The numerical model is purposely streamlined, keeping only the essential features needed to replicate the experimental observations. In that regard, it suffers in appearance from not seeming clinically relevant. For instance, we assume steady and laminar flow, whereas it is not the case in vivo. Recent work from INSIST partners59 identified up to 4 different patterns of flow in clotted regions of ischemic stroke patients: slow anterograde, fast anterograde, retrograde and mixed anterograde–retrograde flows. Anterograde flow designates the expected direction of the flow, i.e. from proximal to distal, while retrograde means the opposite direction. These different flow patterns undoubtedly affect the transport of lytic drugs to the occlusion site and, eventually, the evolution of the lysis. Also, the artery is here modeled by a rigid tube, and clot fragments stay in place until totally lysed, even when disconnected from the wall or the main clot chunk. Fortunately, thanks to its design, the model could be easily extended to include conditions closer to in vivo thrombolysis. We could instead reconstruct60 patient-specific geometries with collateral vessels and try to reproduce the complex flow conditions observed in AIS patients59. In doing so, we could hypothesize the effect of artery geometry, thrombus location, and drug injection patterns on lysis efficacy. Seners et al. have reported that distal thrombi lyse faster than proximal thrombi61. One could use the numerical model to assess whether this discrepancy comes from the shape and composition of distal clots, local flow conditions, or both. The model may estimate the risk of thromboembolism by accounting for the interaction of the disconnected clot components with the fluid. Using methods for moving boundaries or modifications of the PBB approach62,63, would allow to make these components move with the fluid, aggregate with other fragments, re-adhere to the main clot, or eventually leave the system, hence mimicking thromboemboli. Future works will incorporate these processes to extend the model to assess whether certain conditions in our numerical experiments are more likely than others to form emboli.

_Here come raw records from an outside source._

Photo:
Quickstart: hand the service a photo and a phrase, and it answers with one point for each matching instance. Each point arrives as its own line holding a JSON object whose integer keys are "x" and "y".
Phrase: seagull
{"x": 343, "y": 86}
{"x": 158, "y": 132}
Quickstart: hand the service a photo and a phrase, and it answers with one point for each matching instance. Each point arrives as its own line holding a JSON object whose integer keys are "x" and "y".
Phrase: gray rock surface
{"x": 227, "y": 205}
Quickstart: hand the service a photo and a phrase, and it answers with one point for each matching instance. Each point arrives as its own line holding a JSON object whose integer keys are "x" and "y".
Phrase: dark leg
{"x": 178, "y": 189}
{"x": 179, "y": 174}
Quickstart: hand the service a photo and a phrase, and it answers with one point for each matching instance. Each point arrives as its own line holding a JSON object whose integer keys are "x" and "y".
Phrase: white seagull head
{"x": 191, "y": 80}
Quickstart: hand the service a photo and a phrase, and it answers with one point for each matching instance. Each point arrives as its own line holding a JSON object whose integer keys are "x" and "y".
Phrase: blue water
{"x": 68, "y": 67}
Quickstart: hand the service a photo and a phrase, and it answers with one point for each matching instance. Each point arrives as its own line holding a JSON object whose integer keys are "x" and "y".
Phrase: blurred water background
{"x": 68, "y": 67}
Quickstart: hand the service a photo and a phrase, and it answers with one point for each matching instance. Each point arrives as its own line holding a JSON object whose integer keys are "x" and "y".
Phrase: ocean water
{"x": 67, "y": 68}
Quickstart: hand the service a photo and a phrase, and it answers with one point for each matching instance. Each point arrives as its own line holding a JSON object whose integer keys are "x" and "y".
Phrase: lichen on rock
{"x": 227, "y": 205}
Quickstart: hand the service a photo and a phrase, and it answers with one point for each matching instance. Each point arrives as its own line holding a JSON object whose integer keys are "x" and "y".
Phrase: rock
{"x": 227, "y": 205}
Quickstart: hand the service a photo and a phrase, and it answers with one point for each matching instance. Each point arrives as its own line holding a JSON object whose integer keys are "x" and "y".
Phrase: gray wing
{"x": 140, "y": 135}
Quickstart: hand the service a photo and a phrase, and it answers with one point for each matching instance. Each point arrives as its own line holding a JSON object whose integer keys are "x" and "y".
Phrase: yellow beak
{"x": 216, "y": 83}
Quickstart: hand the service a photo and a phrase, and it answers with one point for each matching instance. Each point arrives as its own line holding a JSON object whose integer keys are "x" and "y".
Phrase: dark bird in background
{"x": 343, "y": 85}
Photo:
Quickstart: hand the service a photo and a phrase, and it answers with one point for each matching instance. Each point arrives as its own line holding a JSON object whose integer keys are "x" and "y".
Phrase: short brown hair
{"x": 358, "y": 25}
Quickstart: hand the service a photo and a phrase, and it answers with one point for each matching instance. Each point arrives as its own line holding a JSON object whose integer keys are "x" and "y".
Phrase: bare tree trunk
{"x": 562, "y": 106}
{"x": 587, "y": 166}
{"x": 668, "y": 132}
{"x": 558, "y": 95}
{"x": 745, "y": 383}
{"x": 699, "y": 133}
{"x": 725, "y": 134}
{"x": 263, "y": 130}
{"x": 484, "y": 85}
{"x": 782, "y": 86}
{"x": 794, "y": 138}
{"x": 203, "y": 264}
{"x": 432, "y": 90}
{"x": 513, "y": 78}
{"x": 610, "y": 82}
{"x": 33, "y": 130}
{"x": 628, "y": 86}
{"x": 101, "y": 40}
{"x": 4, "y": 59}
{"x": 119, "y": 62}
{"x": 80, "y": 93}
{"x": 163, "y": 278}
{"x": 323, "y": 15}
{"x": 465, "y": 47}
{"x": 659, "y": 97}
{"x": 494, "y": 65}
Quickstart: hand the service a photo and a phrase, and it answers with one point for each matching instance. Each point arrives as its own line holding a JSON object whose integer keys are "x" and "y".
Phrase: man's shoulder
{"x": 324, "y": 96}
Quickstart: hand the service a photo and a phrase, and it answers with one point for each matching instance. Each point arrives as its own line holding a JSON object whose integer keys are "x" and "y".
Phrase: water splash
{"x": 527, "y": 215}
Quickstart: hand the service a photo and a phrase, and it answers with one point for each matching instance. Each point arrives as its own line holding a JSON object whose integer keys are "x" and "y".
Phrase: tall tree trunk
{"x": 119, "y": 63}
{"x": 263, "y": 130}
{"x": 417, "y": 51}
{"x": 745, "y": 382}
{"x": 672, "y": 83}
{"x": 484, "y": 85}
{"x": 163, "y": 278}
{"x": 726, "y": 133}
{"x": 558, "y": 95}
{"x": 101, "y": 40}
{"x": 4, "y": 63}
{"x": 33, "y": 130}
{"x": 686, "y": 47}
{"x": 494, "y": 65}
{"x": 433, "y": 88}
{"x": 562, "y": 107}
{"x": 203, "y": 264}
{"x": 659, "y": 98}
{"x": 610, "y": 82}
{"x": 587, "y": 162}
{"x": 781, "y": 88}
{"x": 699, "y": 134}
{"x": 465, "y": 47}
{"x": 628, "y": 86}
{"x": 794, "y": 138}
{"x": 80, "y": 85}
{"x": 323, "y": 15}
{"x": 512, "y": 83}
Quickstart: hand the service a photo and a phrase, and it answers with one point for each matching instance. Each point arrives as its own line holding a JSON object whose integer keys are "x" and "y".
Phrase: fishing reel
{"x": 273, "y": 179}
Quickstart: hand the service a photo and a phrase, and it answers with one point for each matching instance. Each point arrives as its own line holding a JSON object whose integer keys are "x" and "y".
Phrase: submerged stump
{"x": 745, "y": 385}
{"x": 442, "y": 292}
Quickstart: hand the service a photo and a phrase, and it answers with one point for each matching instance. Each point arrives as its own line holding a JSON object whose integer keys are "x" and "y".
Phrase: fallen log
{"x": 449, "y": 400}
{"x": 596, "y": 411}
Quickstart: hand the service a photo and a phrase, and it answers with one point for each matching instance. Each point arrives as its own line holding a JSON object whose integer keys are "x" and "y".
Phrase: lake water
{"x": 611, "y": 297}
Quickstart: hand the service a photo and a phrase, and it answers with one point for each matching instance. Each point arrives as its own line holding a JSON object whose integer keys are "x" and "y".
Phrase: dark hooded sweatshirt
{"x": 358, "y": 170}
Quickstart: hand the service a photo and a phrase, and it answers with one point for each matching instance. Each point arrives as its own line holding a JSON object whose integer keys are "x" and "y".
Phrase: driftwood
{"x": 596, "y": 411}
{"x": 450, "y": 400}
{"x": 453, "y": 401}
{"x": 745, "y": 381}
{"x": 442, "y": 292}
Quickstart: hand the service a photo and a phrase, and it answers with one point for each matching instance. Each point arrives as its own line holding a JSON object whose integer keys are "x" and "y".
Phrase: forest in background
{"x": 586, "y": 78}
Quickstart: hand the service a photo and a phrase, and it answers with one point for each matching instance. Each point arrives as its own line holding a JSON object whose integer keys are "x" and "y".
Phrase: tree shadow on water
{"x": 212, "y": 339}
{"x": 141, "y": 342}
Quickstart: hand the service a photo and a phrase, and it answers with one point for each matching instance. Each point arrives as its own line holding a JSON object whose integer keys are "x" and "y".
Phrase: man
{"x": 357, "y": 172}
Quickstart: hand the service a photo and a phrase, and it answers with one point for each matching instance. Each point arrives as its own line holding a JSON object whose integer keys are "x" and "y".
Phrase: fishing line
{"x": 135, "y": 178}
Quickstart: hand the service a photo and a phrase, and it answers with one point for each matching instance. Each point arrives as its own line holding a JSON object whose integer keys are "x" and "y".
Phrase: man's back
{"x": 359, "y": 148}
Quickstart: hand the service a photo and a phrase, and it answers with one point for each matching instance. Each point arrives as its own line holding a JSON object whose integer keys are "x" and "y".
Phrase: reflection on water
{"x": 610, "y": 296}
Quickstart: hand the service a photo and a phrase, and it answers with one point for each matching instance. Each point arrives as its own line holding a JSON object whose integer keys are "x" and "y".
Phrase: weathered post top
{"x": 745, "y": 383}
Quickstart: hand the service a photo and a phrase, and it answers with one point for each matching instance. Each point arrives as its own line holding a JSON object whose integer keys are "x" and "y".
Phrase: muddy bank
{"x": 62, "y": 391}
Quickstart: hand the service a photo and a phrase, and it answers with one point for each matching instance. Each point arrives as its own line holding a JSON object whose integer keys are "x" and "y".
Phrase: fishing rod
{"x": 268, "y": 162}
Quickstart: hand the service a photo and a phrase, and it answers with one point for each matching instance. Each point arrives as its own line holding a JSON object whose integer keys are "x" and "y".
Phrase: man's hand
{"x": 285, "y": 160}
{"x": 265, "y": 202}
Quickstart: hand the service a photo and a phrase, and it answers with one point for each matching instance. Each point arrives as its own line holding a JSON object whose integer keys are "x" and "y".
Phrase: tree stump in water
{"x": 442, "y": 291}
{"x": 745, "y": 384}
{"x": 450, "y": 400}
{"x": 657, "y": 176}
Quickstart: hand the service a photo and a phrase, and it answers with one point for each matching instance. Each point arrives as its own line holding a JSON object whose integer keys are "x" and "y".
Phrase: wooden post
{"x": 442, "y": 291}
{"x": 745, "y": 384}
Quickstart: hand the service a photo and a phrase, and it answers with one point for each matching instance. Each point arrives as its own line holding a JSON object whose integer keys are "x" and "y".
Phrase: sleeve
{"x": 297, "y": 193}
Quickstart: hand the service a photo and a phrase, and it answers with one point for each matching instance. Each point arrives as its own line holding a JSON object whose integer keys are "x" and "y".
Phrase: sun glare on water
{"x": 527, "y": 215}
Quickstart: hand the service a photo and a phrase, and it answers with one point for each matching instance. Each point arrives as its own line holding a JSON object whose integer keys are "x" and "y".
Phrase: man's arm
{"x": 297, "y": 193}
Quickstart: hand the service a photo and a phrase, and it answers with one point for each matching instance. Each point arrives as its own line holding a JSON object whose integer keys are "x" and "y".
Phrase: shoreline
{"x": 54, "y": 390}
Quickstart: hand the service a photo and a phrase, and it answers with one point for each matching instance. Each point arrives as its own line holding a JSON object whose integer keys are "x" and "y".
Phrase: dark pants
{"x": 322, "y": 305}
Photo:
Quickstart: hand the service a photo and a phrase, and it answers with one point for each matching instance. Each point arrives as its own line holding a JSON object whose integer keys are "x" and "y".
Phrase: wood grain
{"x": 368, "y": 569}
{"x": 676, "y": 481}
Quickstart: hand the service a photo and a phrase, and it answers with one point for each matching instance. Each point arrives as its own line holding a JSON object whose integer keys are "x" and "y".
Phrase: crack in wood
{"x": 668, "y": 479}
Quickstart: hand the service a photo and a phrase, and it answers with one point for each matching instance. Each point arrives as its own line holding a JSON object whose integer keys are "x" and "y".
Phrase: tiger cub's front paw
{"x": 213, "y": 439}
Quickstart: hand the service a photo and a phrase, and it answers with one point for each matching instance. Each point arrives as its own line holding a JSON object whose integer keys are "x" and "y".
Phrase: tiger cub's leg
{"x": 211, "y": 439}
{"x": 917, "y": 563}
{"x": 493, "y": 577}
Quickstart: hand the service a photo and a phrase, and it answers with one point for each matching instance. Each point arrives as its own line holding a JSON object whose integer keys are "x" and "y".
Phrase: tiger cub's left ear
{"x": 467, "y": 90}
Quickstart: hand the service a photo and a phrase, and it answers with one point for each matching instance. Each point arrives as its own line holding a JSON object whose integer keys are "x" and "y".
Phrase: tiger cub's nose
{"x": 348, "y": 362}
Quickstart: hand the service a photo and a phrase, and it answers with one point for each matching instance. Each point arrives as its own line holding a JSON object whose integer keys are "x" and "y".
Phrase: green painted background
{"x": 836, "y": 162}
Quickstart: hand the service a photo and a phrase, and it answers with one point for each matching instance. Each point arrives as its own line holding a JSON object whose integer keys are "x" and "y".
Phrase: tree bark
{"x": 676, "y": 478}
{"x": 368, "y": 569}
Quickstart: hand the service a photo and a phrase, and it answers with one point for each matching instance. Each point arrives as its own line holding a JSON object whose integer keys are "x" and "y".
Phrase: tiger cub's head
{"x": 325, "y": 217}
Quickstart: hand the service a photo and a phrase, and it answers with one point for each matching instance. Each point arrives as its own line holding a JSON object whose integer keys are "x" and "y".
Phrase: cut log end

During the last two decades, we have witnessed an unprecedented revolution in treating acute ischemic stroke. Indeed, intravenous thrombolysis and endovascular mechanical thrombectomy therapies have entirely changed patient outcomes. However, disappointingly, while the endovascular mechanical thrombectomy allows for up to 85% of reperfusion in acute ischemia related to large vessel occlusion, the intravenous thrombolysis is still associated with low recanalization rates, less than 30%, in large and medium-sized vessels. Understanding conditions that increase lysis rates is essential to improve stroke therapies and should help explain clinical failures. In summary, we proposed a versatile and evolutive framework combining modeling and in vitro experiments to improve our understanding of fibrinolysis of pure fibrin occlusive clots in a tube. The one-dimensional model is purposely simplified to be solved analytically to predict front lysis time evolution. In future work, we aim to extend the model to incorporate more details of the clot structure and investigate further lysis patterns, including fragmentation, of clots with heterogeneous permeability and compositions. We intend to provide valuable knowledge to understand better the thrombus’s pathophysiology and its treatment with intravenous thrombolysis to improve the patient’s care.